First of all, it is not a scholarly exhibition, it was put together purely as a money-making venture by the Egyptian Antiquities Directorate, headed by the notorious Mr. Zahi Hawass, who has been going around the US threatening American Museums (& some European ones, including the British Museum, because of the Rosetta Stone) if they don't do his bidding in terms of loaning or even returning (!) objects in their collections. He is a bully & a megalomaniac who has debased Egyptology with his sensationalistic "Treasure"-obsessed approach, including his dubious partnership with the American cable TV "Discovery Channel". These priceless artifacts are being put at risk by extensive & constant touring. Also, the entrance fee is way overpriced. The show should, in fact, be boycotted!
Nicholas Martin, Alexandria, Virginia (USA)
"The exhibition centre alone could span 1,000sq ft, subject to planning permission."

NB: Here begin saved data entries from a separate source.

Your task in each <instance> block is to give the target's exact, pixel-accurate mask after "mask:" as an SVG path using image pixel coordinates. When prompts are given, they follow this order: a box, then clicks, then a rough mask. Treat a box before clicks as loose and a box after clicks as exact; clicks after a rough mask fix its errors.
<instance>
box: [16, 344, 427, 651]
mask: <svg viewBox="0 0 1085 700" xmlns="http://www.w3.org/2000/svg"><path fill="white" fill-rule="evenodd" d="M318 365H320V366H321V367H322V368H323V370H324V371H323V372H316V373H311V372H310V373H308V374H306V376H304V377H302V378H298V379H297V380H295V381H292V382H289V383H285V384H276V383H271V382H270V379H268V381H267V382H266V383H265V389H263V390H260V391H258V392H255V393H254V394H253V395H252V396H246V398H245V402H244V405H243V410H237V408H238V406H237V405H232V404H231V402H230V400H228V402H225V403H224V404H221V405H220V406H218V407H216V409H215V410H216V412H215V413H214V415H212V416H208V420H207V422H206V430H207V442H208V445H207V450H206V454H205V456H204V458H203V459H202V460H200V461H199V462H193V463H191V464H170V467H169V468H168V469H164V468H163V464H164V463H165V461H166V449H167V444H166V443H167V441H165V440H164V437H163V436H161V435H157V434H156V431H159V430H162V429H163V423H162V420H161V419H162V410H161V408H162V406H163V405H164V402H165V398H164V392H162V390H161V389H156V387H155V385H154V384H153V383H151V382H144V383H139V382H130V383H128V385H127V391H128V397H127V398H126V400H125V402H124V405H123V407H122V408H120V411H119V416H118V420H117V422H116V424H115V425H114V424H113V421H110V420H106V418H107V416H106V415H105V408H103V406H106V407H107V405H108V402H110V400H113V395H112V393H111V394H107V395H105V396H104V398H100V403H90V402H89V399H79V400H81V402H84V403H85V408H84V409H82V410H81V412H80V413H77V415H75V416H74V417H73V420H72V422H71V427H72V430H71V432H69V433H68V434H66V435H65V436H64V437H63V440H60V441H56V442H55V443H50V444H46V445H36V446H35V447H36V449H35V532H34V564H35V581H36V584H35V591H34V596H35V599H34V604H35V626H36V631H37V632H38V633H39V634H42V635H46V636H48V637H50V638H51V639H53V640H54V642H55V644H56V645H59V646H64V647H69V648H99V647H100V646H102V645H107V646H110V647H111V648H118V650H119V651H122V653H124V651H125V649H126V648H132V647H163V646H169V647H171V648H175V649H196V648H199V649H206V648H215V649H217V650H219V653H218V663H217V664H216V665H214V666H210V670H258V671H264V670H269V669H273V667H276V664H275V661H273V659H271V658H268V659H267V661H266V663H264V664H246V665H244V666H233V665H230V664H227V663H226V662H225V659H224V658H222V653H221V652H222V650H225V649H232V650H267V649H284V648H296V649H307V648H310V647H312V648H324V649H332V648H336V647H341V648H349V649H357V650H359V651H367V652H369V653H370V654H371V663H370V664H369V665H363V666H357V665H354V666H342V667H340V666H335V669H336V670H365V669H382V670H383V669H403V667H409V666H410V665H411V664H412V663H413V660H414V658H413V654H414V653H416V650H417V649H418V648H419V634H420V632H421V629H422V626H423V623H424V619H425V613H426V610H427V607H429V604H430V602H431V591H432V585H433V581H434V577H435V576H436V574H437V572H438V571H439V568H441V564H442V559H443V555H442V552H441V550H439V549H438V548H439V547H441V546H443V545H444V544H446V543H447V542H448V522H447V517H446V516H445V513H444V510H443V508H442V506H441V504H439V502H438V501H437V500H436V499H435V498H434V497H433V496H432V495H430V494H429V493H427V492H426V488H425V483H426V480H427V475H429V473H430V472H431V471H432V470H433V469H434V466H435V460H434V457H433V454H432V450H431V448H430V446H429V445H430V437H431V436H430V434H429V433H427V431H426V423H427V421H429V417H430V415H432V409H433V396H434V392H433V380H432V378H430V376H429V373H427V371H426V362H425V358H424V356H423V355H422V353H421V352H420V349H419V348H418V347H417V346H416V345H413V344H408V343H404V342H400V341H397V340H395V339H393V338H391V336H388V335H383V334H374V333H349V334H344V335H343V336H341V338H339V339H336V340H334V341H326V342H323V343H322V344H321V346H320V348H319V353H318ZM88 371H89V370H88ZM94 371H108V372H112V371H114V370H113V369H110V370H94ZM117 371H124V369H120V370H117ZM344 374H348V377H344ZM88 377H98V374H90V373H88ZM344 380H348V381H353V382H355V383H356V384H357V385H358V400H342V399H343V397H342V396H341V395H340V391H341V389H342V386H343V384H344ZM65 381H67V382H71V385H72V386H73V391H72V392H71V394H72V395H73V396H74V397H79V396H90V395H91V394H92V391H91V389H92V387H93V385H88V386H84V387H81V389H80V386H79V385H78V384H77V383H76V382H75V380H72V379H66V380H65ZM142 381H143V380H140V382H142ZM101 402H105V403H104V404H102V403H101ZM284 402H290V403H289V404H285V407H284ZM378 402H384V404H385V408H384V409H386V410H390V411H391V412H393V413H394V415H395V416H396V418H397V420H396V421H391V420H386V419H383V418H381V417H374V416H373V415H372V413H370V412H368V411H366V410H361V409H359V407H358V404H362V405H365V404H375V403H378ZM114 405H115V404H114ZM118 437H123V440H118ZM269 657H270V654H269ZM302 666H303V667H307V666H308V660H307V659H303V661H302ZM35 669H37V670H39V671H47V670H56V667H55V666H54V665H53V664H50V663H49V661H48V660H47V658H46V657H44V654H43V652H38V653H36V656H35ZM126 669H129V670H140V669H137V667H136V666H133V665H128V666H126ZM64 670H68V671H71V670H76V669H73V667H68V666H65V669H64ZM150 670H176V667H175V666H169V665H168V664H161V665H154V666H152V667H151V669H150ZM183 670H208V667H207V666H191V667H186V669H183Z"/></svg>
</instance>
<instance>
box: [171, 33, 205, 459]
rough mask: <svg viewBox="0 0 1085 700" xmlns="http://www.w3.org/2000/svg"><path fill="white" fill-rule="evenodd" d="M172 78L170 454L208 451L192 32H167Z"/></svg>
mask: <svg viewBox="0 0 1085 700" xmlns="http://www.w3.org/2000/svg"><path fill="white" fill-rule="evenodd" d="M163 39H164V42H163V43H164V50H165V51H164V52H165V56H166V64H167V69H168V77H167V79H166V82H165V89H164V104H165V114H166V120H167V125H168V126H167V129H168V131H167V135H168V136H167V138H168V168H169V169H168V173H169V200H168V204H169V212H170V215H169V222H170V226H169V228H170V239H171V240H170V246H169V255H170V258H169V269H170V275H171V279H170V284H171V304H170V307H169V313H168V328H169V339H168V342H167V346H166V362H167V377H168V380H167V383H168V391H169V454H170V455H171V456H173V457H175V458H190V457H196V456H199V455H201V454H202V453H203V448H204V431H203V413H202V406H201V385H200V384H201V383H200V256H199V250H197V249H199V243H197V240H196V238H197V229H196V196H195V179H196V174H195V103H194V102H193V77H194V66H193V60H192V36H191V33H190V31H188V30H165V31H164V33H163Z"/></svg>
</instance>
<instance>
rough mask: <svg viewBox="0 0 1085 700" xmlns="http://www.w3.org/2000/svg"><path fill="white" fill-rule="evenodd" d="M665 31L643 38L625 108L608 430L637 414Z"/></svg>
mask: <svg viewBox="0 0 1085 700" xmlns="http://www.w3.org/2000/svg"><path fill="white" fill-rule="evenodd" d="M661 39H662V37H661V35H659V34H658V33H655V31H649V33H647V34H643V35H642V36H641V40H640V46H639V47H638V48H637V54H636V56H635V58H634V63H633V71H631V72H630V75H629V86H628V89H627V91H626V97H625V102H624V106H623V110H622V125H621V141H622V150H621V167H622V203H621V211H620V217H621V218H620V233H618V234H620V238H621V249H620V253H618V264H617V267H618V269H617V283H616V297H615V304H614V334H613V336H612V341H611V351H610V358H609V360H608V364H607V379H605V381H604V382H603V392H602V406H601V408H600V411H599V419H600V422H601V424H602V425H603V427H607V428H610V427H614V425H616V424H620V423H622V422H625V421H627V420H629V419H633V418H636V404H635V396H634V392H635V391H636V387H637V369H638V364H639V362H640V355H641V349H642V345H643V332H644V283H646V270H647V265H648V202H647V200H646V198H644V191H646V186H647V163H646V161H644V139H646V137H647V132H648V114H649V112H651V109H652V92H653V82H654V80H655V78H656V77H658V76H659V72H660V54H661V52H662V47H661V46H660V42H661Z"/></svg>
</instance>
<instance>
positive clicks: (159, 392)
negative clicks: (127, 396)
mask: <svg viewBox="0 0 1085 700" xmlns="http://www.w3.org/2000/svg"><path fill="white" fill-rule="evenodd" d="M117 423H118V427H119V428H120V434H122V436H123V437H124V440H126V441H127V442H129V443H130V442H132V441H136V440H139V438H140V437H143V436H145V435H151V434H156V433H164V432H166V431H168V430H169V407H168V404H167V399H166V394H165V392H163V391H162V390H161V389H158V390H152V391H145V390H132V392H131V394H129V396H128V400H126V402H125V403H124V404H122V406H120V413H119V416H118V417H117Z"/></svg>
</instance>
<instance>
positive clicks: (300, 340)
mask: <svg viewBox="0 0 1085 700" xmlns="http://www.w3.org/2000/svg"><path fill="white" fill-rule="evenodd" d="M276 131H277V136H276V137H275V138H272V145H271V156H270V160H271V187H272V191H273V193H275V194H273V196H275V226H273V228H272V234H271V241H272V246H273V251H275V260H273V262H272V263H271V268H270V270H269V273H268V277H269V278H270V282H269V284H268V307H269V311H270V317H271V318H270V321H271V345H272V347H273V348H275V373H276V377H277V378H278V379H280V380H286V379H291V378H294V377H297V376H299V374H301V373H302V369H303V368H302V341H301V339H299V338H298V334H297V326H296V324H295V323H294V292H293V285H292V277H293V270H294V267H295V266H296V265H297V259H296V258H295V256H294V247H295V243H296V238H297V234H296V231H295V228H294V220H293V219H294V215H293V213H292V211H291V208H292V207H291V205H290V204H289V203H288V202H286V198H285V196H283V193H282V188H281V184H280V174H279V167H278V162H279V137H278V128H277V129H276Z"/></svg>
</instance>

That big? That would be nearly as big as my (two bedroom) flat.
Peter Drake, Bristol, UK
The British Museum should consider itself fortunate not to be hosting the Tutankhamun exhibition since, had it done so, undoubtedly it would receive considerable adverse criticism from unhappy visitors. When it was here in Los Angeles it was generally considered to be disappointing if not a downright rip-off. The much advertised mask of Tutankhamun is not on display and belatedly adding the words "Coffinette of Tutankhamun" (in very small type) to the photographs does little to alleviate one's expectations. I would advise anyone considering visiting the exhibition to make reservations for a holiday in Cairo with a visit to The Egyptian Museum, where the real thing can be seem without, in my experience, the throngs which will inevitably be found at the O2 Dome.